Teori etika teleleologi disebut juga sebagai teori konsekuensialis yang artinya bahwa nilai moral suatu tindakan ditentukan semata-mata oleh konsekuensi tindakan tersebut. Dengan kata lain yang menyebabkan suatu tindakan itu benar atau salah adalah bukan tindakan itu sendiri melainkan akibat dari tindakan tersebut. Teori ini terbagi 3 yaitu:

1) Egoisme Etis, suatu tindakan itu benar atau salah semata-mata tergantung pada akibat tindakan tersebut bagi pelakunya.

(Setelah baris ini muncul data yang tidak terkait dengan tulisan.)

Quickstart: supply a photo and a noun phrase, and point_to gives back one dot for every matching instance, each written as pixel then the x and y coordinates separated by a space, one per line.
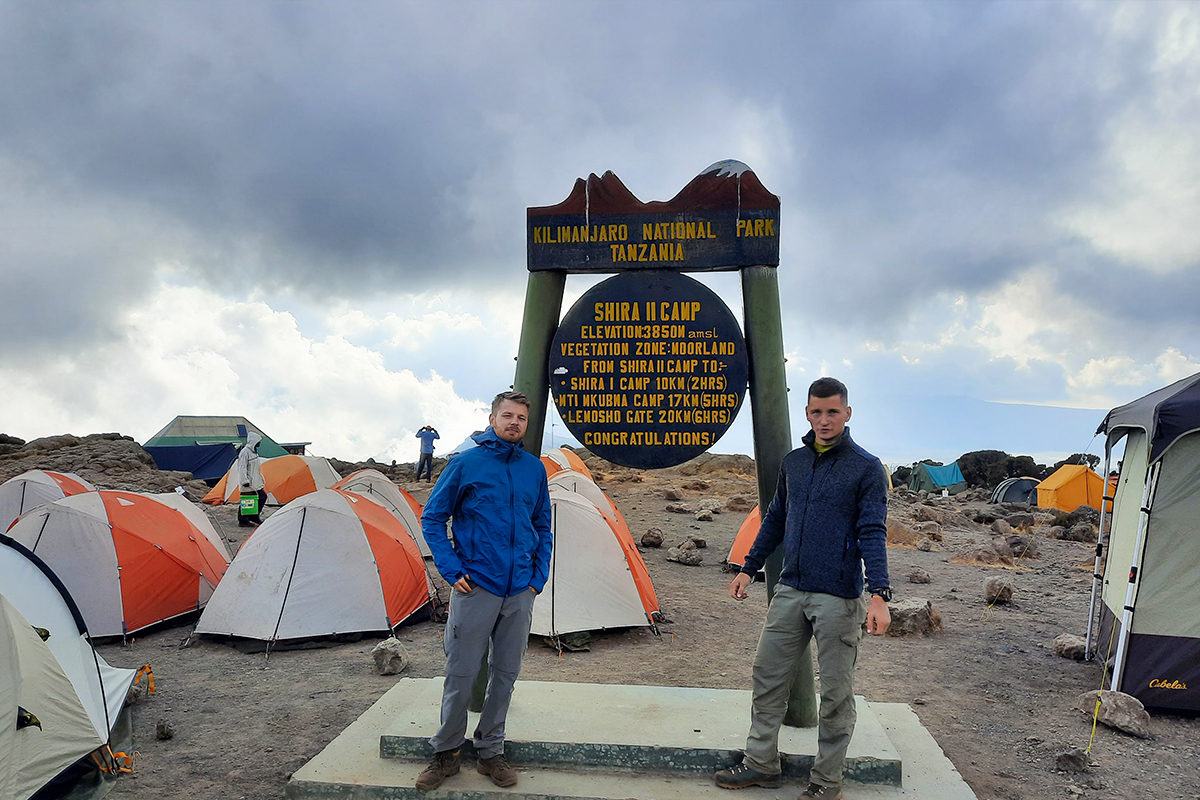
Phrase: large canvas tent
pixel 205 446
pixel 1150 597
pixel 61 680
pixel 127 559
pixel 327 564
pixel 1069 487
pixel 34 488
pixel 287 477
pixel 591 584
pixel 375 485
pixel 935 479
pixel 1015 489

2) Altruisme Etis, suatu tindakan itu benar atau salah tergantung pada akibat tindakan tersebut bagi orang lain.

3) Utilitarianisme, suatu tindakan itu benar atau salah tergantung pada akibat tindakan tersebut bagi siapa saja yang dipengaruhi tindakan tersebut.B. Teori deontologi

Teori Deontologi berpendapat bahwa suatu tindakan tidak dinilai dari konsekuensinya, namun faktor- faktor selain dari baik buruknya akibat menentukan benar atau salahnya tindakan. Dalam kaitannya dengan teori deontologi dikenal:

1) Deontologi tindakan (act deontology), jika seseorang dihadapkan pada situasi harus mengambil keputusan, seseorang harus segera memahami apa yang harus dilakukan tanpa mendasarkan ada aturan.

2) Deontologi kaidah (rule deontology), suatu tindakan itu benar atau salah karena kesesuaian atau ketidaksesuaiannya dengan suatu prinsip moral yang benar.

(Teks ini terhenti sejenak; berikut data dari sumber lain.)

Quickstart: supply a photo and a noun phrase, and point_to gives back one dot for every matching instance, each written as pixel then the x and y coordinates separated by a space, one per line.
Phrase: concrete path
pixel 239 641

3) Deontologi monistik (moniscic deontology), mendukung suatu kaidah umum the golden rule sebagai prinsip moral tertinggi yang menjadi dasar diturunkannya kaidah atau prinsip moral lainnya.

4) Deontologi pluralistic (pluralistic deontology), ada sejumlah prinsip moral yang merupakan prima facie.

C. Etika Keutamaan

Etika keutamaan memfokuskan pada agen atau pelaku. Pendukung etika keutamaan berpandangan bahwa etika seharusnya tidak hanya melihat jenis- jenis tindakan yang seharusnya dilakukan oleh seseorang (agen atau pelaku), tetapi memberikan perhatiaan kepada tiga hal yang mencirikan keutamaan yaitu:

1) Disposisi, keutamaan merupakan sifat baik dari segi moral yang telah mengakar pada diri seseorang.

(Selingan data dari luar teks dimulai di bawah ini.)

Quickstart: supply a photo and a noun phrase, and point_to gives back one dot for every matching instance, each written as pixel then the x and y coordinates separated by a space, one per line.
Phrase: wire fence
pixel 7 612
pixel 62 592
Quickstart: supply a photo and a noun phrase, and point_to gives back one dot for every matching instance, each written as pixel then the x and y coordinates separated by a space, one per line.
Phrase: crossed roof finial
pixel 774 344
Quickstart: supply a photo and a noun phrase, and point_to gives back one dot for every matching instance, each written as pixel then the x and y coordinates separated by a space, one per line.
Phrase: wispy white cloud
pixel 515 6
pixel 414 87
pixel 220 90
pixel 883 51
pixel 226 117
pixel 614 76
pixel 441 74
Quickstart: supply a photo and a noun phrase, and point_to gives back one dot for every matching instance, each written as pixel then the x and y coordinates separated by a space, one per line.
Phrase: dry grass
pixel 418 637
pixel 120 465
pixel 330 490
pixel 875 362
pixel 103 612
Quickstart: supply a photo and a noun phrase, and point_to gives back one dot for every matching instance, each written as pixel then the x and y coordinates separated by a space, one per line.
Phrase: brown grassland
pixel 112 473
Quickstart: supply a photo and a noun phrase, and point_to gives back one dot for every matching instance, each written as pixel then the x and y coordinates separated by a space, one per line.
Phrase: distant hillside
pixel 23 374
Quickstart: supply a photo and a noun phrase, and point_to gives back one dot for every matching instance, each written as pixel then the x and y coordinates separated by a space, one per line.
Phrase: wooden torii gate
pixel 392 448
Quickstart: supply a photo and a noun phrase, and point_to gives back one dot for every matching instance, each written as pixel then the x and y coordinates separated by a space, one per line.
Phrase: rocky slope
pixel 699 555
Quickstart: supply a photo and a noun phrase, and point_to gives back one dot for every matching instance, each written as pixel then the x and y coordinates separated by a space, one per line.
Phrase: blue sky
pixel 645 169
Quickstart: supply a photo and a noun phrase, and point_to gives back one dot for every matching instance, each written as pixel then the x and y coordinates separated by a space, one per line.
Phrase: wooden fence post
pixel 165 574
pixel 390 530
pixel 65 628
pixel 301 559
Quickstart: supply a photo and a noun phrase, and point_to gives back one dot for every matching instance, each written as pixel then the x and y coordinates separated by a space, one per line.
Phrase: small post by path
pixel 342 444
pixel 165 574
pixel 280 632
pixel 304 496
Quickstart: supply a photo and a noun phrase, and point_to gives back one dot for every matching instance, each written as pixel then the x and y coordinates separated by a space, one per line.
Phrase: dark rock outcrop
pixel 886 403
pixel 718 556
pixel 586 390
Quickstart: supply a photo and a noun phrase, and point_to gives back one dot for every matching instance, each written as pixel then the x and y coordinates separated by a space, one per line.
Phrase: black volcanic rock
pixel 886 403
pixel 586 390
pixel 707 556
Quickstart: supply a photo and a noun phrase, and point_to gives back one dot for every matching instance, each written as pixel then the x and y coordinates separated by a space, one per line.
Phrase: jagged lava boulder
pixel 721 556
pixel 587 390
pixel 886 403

2) Berkaitan dengan kemauan atau kehendak. Perilaku berkeutamaan senantiasa disertai maksud baik.

3) Pembiasaan diri. Keutamaan diperoleh dengan cara pembiasaan atau pelatihan.

Setelah dasar-dasar etika telah dipahami, maka keberlanjutan akan studi etika mulai merambah ke praktik kehidupan. Yang kemudian etika terbagi menjadi tiga bagian utama: meta-etika (studi konsep etika), etika normatif (studi penentuan nilai etika), dan etika terapan (studi penggunaan nilai-nilai etika). Sedangkan menurut macamnya, etika dapat dibagi ke dalam dua macam, yakniEtika DeskriptifdanEtika Normatif. Etika deskriptif adalah etika yang menelaah secara kritis dan rasional tentang sikap dan prilaku manusia serta apa yang dikejar oleh setiap orang dalam hidupnya sebagai sesuatu yang bernilai. Artinya, etika deskriptif berbicara mengenai fakta secara apa adanya. Sedangkan, etika normatif adalah etika yang menetapkan berbagai sikap dan perilaku yang ideal dan seharusnya dimiliki manusia atau apa yang seharusnya dijalankan oleh manusia dan tindakan apa yang bernilai dalam hidupnya.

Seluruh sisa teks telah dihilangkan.